Evidence supports the continuation of COVID-19 vaccination without additional cardiovascular restrictions. Individuals with pre-existing cardiovascular disease are priority candidates because of the elevated risk of severe COVID-19. Post-vaccination surveillance (first 72 h) coupled with patient education is prudent and does not generate unnecessary vaccine hesitancy. Pharmacovigilance systems should maintain robust signal detection, as demonstrated by the timely identification of VITT.

Prospective studies employing standardized Brighton Collaboration definitions, demographic stratification, and long-term follow-up beyond one year are warranted. Real-world effectiveness studies that simultaneously evaluate vaccination benefits and adverse events can refine population-specific risk-benefit estimates.

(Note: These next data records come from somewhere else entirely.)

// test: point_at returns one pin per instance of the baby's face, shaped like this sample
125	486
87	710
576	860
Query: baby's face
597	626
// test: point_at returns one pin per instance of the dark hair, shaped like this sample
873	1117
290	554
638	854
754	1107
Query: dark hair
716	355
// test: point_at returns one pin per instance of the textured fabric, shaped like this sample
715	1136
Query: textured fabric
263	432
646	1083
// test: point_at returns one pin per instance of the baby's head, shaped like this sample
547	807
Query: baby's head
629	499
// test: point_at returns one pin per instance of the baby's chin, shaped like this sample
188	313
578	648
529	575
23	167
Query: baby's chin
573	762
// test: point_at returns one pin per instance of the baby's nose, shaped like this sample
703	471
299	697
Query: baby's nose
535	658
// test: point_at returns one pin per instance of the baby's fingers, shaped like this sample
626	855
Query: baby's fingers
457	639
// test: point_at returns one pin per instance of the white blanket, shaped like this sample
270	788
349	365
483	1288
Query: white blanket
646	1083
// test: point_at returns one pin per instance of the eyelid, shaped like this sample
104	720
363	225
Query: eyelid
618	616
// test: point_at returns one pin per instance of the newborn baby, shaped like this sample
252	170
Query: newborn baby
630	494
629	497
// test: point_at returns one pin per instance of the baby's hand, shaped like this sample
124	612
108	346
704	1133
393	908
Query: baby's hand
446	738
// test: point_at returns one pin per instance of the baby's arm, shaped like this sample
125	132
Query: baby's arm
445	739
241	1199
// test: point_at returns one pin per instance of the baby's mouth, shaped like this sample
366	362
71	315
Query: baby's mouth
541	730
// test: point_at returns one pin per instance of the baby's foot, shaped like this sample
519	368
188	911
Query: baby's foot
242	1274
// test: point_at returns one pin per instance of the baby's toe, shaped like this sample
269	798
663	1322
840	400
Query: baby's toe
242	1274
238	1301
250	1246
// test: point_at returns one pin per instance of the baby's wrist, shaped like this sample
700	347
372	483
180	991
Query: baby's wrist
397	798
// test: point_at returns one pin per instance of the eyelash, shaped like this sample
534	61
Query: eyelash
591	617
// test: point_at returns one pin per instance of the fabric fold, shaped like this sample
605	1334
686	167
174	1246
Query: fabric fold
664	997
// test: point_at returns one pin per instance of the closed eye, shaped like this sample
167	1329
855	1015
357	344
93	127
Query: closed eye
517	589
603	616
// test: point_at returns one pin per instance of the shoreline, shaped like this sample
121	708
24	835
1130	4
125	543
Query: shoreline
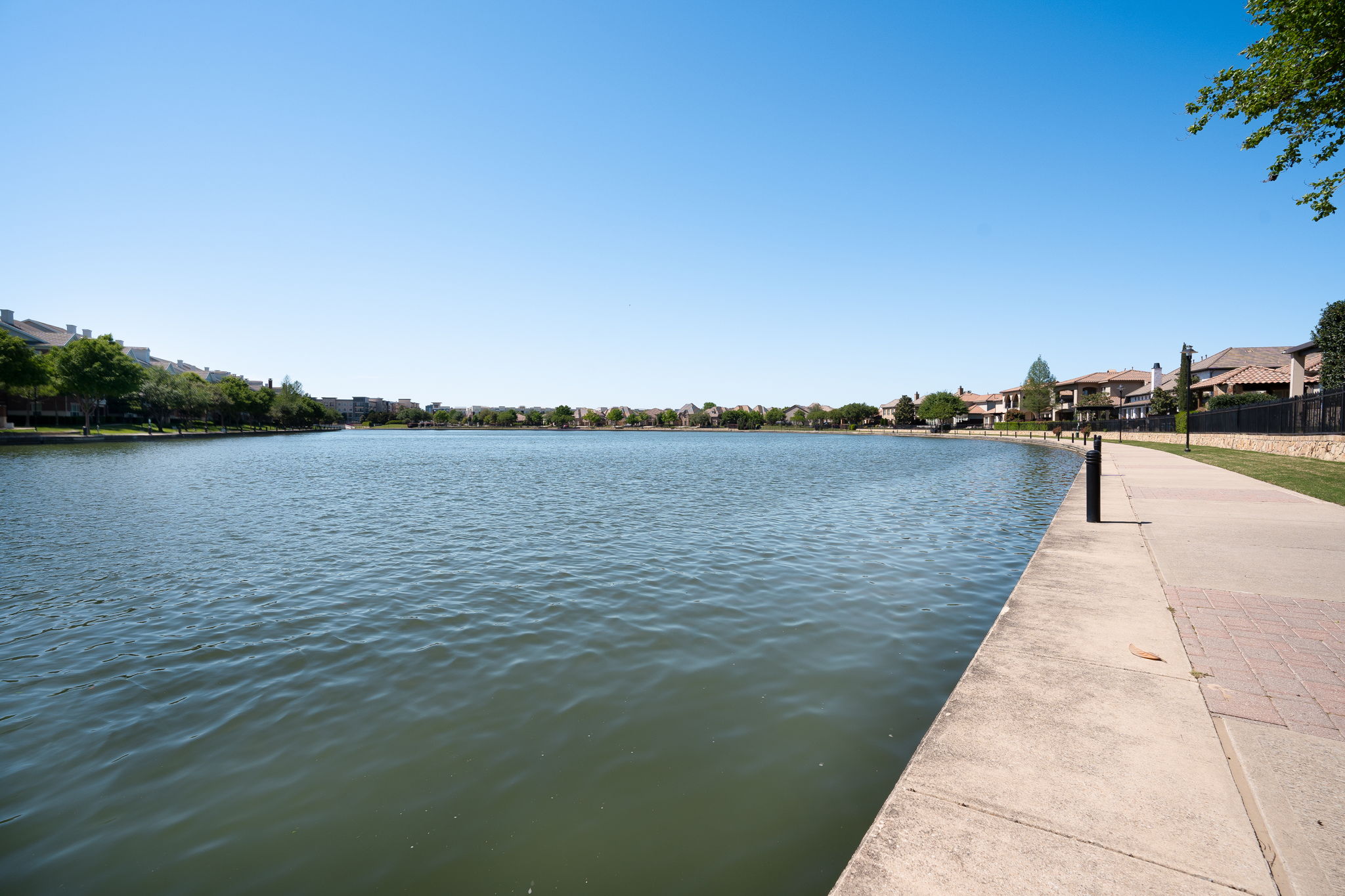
54	438
1066	762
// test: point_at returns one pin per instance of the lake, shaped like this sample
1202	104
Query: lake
486	662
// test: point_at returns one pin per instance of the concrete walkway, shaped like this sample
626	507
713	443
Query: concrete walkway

These findings must be interpreted within the context of important methodological limitations. This systematic review searched PubMed/MEDLINE, Cochrane CENTRAL, and Google Scholar without language restrictions and identified 1,328 records. Although these databases provide comprehensive coverage, specialized European pharmacovigilance repositories and gray literature were not systematically searched. A critical limitation is the inclusion of 12 case reports (41% of studies), which lack denominators, control groups, and standardized definitions, making them unsuitable for causal inference. Quality assessment revealed that 51% of inadequately excluded alternative diagnoses had temporal clustering in 2021, indicating publication bias. Although case reports merit signal detection, they provide no valid causal evidence. Population-based cohort studies employing active surveillance provide substantially stronger inferences and receive greater weight. The consistency across the eight independent registries spanning diverse healthcare systems substantially mitigated geographic publication bias concerns.